← Back to projects

Security Research

Adversarial Keystroke Authentication

Designed an Android application and SQLite framework for secondary authentication data collection. Applied keystroke dynamics analysis to captured timing data to approximate likely user passwords - demonstrating a practical adversarial attack on behavioral biometric authentication.

Year 2023
Role Researcher
Status Research / Demo
Android SQLite Keystroke Dynamics Statistical Analysis Behavioral Biometrics Security Research

Overview

Keystroke dynamics, using the timing of how you type as a behavioral biometric, has been proposed as a secondary authentication factor. The idea is that even if an attacker knows your password, they can't reproduce your unique typing rhythm.

This research project tests that assumption adversarially.

The Attack Model

The threat model assumes:

  • The attacker can observe raw keystroke timing data (e.g., via a malicious keyboard app, a compromised authentication endpoint, or physical access to timing logs)
  • The attacker does not know the password in advance
  • The goal is to recover a usable approximation of the password that also passes the behavioral authentication check

Data Collection

I built an Android application that acts as a keyboard instrumentation layer, recording:

  • Key-down and key-up timestamps for each keystroke (to millisecond precision)
  • Inter-key intervals (the gap between key-up of one key and key-down of the next)
  • Dwell times (how long each key is held)
  • The key identity itself (stored separately from timing, simulating different attacker access levels)
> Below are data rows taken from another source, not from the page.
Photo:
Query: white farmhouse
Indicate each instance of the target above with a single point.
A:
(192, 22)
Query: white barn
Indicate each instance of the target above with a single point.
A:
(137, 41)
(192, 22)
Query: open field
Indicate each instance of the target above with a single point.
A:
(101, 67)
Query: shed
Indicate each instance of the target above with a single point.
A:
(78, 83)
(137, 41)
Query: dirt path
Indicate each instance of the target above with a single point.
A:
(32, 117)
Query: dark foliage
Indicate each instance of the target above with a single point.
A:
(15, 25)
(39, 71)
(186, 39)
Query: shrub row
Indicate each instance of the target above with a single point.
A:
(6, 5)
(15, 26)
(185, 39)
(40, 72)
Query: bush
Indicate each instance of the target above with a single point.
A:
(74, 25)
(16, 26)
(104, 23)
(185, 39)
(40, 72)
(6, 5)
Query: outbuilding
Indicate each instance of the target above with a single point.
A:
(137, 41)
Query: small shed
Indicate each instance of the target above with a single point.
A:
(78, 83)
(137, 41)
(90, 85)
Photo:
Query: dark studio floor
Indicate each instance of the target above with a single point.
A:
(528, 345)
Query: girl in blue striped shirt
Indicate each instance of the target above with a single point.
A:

Records are written to a local SQLite database with a schema designed for efficient time-series queries across sessions.

Analysis

The statistical pipeline (Python, post-collection) builds a probabilistic model of each user's typing profile:

  1. Cluster inter-key intervals by bigram (consecutive key pair) - different bigrams have distinct timing distributions
  2. Model each distribution as a Gaussian; estimate μ and σ from the training corpus
  3. Score candidate inputs by their likelihood under the model - inputs that match the timing profile score higher

For password approximation without knowing the content, the system uses the timing profile to constrain a search over likely password candidates (common passwords, dictionary words), scoring each candidate's expected typing signature against the captured profile.

Findings

The attack is most effective against users with highly consistent typing patterns (ironically, the users for whom keystroke dynamics authentication is most reliable as a biometric). Users with high variance in their typing are harder to spoof but also harder to authenticate in the first place, which displays a fundamental tension in behavioral biometric design.
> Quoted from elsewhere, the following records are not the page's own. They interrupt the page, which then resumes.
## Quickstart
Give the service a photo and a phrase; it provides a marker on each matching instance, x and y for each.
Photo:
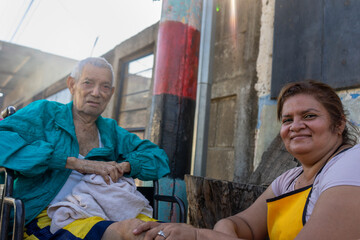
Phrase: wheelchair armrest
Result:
(8, 202)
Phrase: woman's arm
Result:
(250, 223)
(336, 215)
(147, 160)
(108, 170)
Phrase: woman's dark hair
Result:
(328, 98)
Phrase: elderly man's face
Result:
(92, 92)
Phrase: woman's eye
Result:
(309, 116)
(286, 120)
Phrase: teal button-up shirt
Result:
(37, 140)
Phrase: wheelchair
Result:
(9, 203)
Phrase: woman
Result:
(318, 200)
Additionally we found that layout randomized keypads drew in more mistakes, longer dwell times, and keystroke speed, leading to a wildly different keystroke signature per different layout. This makes it harder to determine a password based on profiling and statistical analysis in comparison to other samples showing it to be more secure to user privacy.

This work underscores that behavioral biometrics should be treated as a risk signal, not a secret - they are useful for anomaly detection but should not be the sole authentication gate.